Benefits: - Prefill: Use fewer, more powerful GPUs (compute-bound) - Decode: Use more, cheaper GPUs (memory-bound) - Better overall cost efficiency

Challenges: - KV cache transfer latency - Complexity of distributed state

25.5 Speculative Decoding Advances

25.5.1 Beyond Simple Speculation

Chapter 14 covered basic speculative decoding. Advanced techniques:

1. Medusa: Multiple Heads

Add prediction heads that output multiple future tokens:

class MedusaModel(nn.Module):
    def __init__(self, base_model, num_heads=4):
        super().__init__()
        self.base = base_model
        # Each head predicts a different future position
        self.heads = nn.ModuleList([
            nn.Linear(hidden_dim, vocab_size)
            for _ in range(num_heads)
        ])

    def forward(self, x):
        hidden = self.base(x)  # [batch, seq, hidden]

        # Main prediction (next token)
        logits_0 = self.base.lm_head(hidden[:, -1:])

        # Speculative predictions (tokens 2, 3, 4, ...)
        speculative_logits = [
            head(hidden[:, -1:])
            for head in self.heads
        ]

        return logits_0, speculative_logits

Verification: Single forward pass verifies all speculative tokens.

2. EAGLE: Draft with Hidden States

Use hidden states, not tokens, for drafting:

class EAGLEDraft:
    """
    Draft using feature-level prediction.
    """
    def draft(self, hidden_states, num_tokens):
        drafts = []

        h = hidden_states
        for _ in range(num_tokens):
            # Predict next hidden state
            h_next = self.feature_predictor(h)

            # Decode to token
            logits = self.lm_head(h_next)
            token = logits.argmax(-1)

            drafts.append(token)
            h = h_next

        return drafts

Advantage: Captures more information than token-level drafting.

3. Lookahead Decoding

Speculate using n-gram patterns from the input:

def lookahead_decode(model, prompt, n=5):
    """
    Use n-grams from prompt to speculate future tokens.
    """
    # Build n-gram table from prompt
    ngrams = extract_ngrams(prompt, n)

    tokens = prompt
    while not done:
        # Get current n-gram
        current_ngram = tuple(tokens[-n:])

        if current_ngram in ngrams:
            # Speculate based on seen pattern
            speculation = ngrams[current_ngram]
            # Verify with single forward pass
            verified = verify(model, tokens, speculation)
            tokens.extend(verified)
        else:
            # Standard decoding
            next_token = model.decode_one(tokens)
            tokens.append(next_token)

    return tokens

25.6 Batch Scheduling Strategies

25.6.1 Priority-Based Scheduling

Not all requests are equal:

class PriorityScheduler:
    def __init__(self):
        self.queues = {
            'realtime': deque(),   # Interactive chat
            'standard': deque(),   # API requests
            'batch': deque()       # Background jobs
        }
        self.weights = {'realtime': 10, 'standard': 5, 'batch': 1}

    def select_batch(self, max_tokens):
        """
        Weighted fair scheduling across priority classes.
        """
        batch = []
        tokens_used = 0

        # Round-robin with weights
        for priority in ['realtime', 'standard', 'batch']:
            weight = self.weights[priority]
            queue = self.queues[priority]

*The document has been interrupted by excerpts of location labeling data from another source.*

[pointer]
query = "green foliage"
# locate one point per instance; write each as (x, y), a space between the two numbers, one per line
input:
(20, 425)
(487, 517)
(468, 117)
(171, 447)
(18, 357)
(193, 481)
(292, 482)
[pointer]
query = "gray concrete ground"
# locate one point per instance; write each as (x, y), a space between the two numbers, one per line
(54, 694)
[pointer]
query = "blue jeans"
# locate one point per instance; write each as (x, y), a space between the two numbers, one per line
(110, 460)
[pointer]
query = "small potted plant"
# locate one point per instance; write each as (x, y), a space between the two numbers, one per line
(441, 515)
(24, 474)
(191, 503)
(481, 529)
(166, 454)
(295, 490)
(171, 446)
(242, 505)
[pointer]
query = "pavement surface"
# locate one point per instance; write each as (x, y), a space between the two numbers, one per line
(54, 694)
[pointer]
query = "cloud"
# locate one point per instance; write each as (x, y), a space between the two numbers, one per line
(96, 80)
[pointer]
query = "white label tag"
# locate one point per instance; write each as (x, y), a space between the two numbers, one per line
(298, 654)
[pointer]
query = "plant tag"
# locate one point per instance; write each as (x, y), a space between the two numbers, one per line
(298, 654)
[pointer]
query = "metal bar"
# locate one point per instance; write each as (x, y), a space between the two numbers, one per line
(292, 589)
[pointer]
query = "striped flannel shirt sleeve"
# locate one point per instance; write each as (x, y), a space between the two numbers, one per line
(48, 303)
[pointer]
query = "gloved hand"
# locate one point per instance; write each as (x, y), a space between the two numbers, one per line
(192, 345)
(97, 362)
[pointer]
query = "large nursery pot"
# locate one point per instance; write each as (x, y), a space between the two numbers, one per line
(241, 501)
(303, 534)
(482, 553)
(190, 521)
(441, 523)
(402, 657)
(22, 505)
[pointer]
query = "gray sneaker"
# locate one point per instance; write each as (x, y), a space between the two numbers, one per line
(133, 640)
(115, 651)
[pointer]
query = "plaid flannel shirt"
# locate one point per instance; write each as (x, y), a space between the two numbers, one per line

            for _ in range(weight):
                if queue and tokens_used < max_tokens:
                    req = queue.popleft()
                    batch.append(req)
                    tokens_used += req.tokens_needed

        return batch

25.6.2 Preemption

Sometimes you need to preempt running requests:

class PreemptibleScheduler:
    def __init__(self, preemption_threshold_ms=100):
        self.threshold = preemption_threshold_ms

    def maybe_preempt(self, running_requests, new_request):
        """
        Preempt low-priority request if high-priority arrives.
        """
        if new_request.priority != 'realtime':
            return None  # Only preempt for realtime

        # Find lowest priority request
        for req in sorted(running_requests, key=lambda r: r.priority):
            if req.priority == 'batch':
                # Save state for later resumption
                saved_state = self.save_kv_cache(req)
                self.queues['batch'].appendleft((req, saved_state))
                return req  # Preempt this one

        return None

25.7 Multi-Model Serving

25.7.1 Model Multiplexing

Serve multiple models efficiently:

class MultiModelServer:
    def __init__(self, gpu_memory_gb=80):
        self.memory_budget = gpu_memory_gb * 1e9
        self.loaded_models = {}  # model_id -> model
        self.model_sizes = {}

    def load_model(self, model_id):
        """Load model, evicting others if necessary."""
        size = self.get_model_size(model_id)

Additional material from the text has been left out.